El documento sostiene que una ofensiva exclusivamente militar contra organizaciones como las disidencias de las FARC, el ELN y otras estructuras criminales presentes en el territorio colombiano tiende a producir efectos contrarios a los esperados. Según Crisis Group, la presión militar directa suele fragmentar los grupos, pero también puede multiplicar los focos de violencia y descentralizar el control territorial del crimen.
Colombia arrastra más de seis décadas de conflicto armado interno y ha ensayado distintas fórmulas para enfrentarlo. La estrategia de seguridad democrática, implementada a comienzos de los años 2000, se apoyó en gran medida en la fuerza estatal contra las guerrillas y los paramilitares. Ese enfoque logró golpes significativos a las estructuras insurgentes, pero también dejó saldos cuestionados en materia de derechos humanos y llevó a la expansión de nuevos grupos armados.
El informe de Crisis Group se inscribe en una línea de análisis que ha cobrado fuerza en círculos académicos y de política internacional. La organización ha estudiado durante años los efectos de las estrategias contrainsurgentes en distintas regiones del mundo y considera que, en muchos casos, la mano dura sin componentes sociales ni negociadores tiende a prolongar los conflictos en lugar de resolverlos.
El componente territorial es clave en el análisis. En zonas donde el Estado ha estado históricamente ausente, los grupos armados cumplen funciones de orden local, justicia y economía. Una operación militar sostenida puede debilitar a esos actores, pero si no viene acompañada de presencia institucional, inversión social y mecanismos de justicia, el vacío tiende a ser ocupado por otros armados o por las facciones que se escinden del grupo original.
Para la ciudadanía, las implicaciones son directas. En regiones como el Catatumbo, el sur de Córdoba, el Bajo Cauca y varias zonas del Pacífico, las comunidades han padecido los efectos del desplazamiento forzado, los confinamientos y las amenazas derivadas de la disputa entre grupos armados. Un eventual recrudecimiento del conflicto pondría a esas poblaciones en mayor riesgo y profundizaría la crisis humanitaria en territorios que ya viven una situación precaria.
En materia de derechos humanos, las alarmas también se encienden. Organizaciones nacionales e internacionales han documentado en décadas pasadas patrones de violaciones asociados a operaciones militares intensivas, incluidas ejecuciones extrajudiciales, desapariciones y violencia sexual. El informe recuerda que cualquier estrategia de seguridad debe contar con controles institucionales efectivos para evitar la repetición de esos hechos.

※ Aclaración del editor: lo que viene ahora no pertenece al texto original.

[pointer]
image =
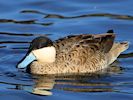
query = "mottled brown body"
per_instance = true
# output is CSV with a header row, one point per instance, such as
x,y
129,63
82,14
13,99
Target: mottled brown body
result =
x,y
84,53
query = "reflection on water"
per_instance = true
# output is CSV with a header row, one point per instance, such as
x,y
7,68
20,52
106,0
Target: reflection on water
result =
x,y
115,16
73,82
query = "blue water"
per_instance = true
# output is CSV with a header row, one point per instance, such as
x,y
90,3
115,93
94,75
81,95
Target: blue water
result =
x,y
21,21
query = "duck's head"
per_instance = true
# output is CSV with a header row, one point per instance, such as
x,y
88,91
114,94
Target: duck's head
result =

Desde el enfoque político, el informe llega en un momento simbólico: el primer día de gobierno de Abelardo de la Espriella. La coincidencia temporal no es menor, pues las primeras señales de un gobierno suelen marcar el tono de lo que vendrá. Si el Ejecutivo privilegia una respuesta de fuerza, advierten los analistas, podría alejarse de las salidas negociadas que han sido exploradas en los últimos años con distintos grupos armados.
Quedan varios interrogantes abiertos. No está definido aún el alcance concreto de la estrategia que implementará el nuevo gobierno, ni la forma en que se articularán la fuerza pública, la justicia y la política social. El informe de Crisis Group aporta insumos para el debate, pero la decisión sobre el rumbo de la seguridad será competencia del presidente de la Espriella y de su equipo ministerial.
El Nacional, medio que publicó la información, es un diario venezolano con cobertura regular sobre la política latinoamericana, lo que sitúa la noticia en un contexto regional más amplio. La atención internacional sobre el primer día de gobierno de un presidente colombiano no es habitual, y el hecho de que un organismo como Crisis Group se pronuncie de forma tan temprana refleja la sensibilidad que despierta el tema de la política de seguridad en el país.